Women’s labour rights

Countering the intergenerational impact of Backlash


We recently attended two events organised by Bangladesh Garment Workers Solidarity (BGWS). One event commemorated a former colleague Aminul Islam Shama, former Organisational Secretary, Central Committee of Garment Sramik Samhati (GSS). The other was an essay writing competition for the children of garment workers.

At the latter event, the children were writing about their families and their lives – an entirely different kind of event to what we envision an event organised to counter backlash against labour rights would look like. On the surface, the connection between countering backlash and a children’s event seems tenuous. But, when you dig a little deeper, they are closely connected.

Struggle for a living wage

As part of our work to identify when, how, and why women’s struggles succeed in retaining power and sustaining gains against backlash, SuPWR in collaboration with BGWS are researching the movement for a living and fair wage in the ready-made garment (RMG) sector. RMG wages have not increased in the last three years and is due for a review. However, demands for fair and a living wage have met resistance. Labour rights activists have experienced various forms of repression, from verbal and physical abuse to cases being filed against them.

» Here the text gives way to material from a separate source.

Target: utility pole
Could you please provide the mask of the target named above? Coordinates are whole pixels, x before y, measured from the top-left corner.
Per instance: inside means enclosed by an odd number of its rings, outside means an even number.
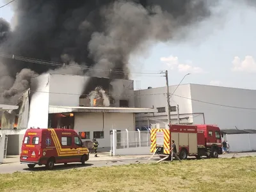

At times, the activists have been labelled as ‘disruptors’ and ‘vandals’.

In 2023 the national election will be held, and the movement is gearing up to pressure the government and the opposition parties to listen to their demands. The increase in oil and gas prices and increased transportation costs have raised the prices of food and other essentials, making it difficult for RMG workers to meet the costs of children’s food and education. These concerns were repeatedly raised by various members of the struggle at the memorial event for Aminul Islam Shama.

Intergenerational impact of backlash

Our focus and analysis of backlash in SuPWR tends to be in the present. We focus on actions of the struggle members – what are the demands made, what kinds of reactions do these evoke, what are actions taken to counter the pushback. However, seeing first-hand the work BGWS is doing with the children of RMG workers reminded us that the temporal dimension of backlash involves exploring the intergenerational impact of backlash. The current resistance from employers and the state against the demands for a living wage has a direct impact on the nutritional, health, and educational attainment of the children. And the impact will only deepen in the long run as food and fuel prices continue to rise.

Children also witness the repressions faced by family members, which impacts them psychologically, creating feelings of insecurity and distrust in agencies that are supposed to secure workers’ and citizen’s rights.

Children of the ready made garment workers stand for a group photo. They are standing in front of a brick wall with photographs on it and trees behind it.

The role of care in movements

BGWS’ work with children allows them to come together to play, use their creativity, and reflect on their experiences. It enables the children to cope with the difficulties they encounter, while at the same time enjoy their childhood. The children we met at both events were treated as if they belonged to all struggle members. The creation of this space for worker’s children by BGWS highlights the important role care plays in how labour rights organising takes place.

A young man receives an award at the essay writing competition event for children of ready made garment workers in Bangladesh. He is smiling as a woman hands him his award and people are clapping and smiling around him.At the event, the discussion on the essays focused on how children viewed the sacrifices made by their parents to sustain the struggle for living wages. These sacrifices included giving up on spending quality family time or struggle member’s spouses working longer hours so they could devote more time to mobilising.

Workers require alternative spaces of care for their children that go beyond just ensuring physical safety. These alternative spaces stimulate children’s creativity and sense of self and enable them to go beyond the limitations of conventional curriculum taught in government schools. The struggle members view education provided in these alternative spaces as a pathway for a different and brighter future for their children.

Future leaders

The BGWS children’s space also creates scope for the older children to learn organisational speaking and other leadership skills. At the memorial event, the older children volunteered, and were effective organisers and speakers, with a clear sense of why the meeting was important. This was a training ground for future leaders to counter backlash against worker’s rights. These children will go on to ensure that the rights secured by their parent’s generation will not be eroded in whatever sectors and fields they enter in the future.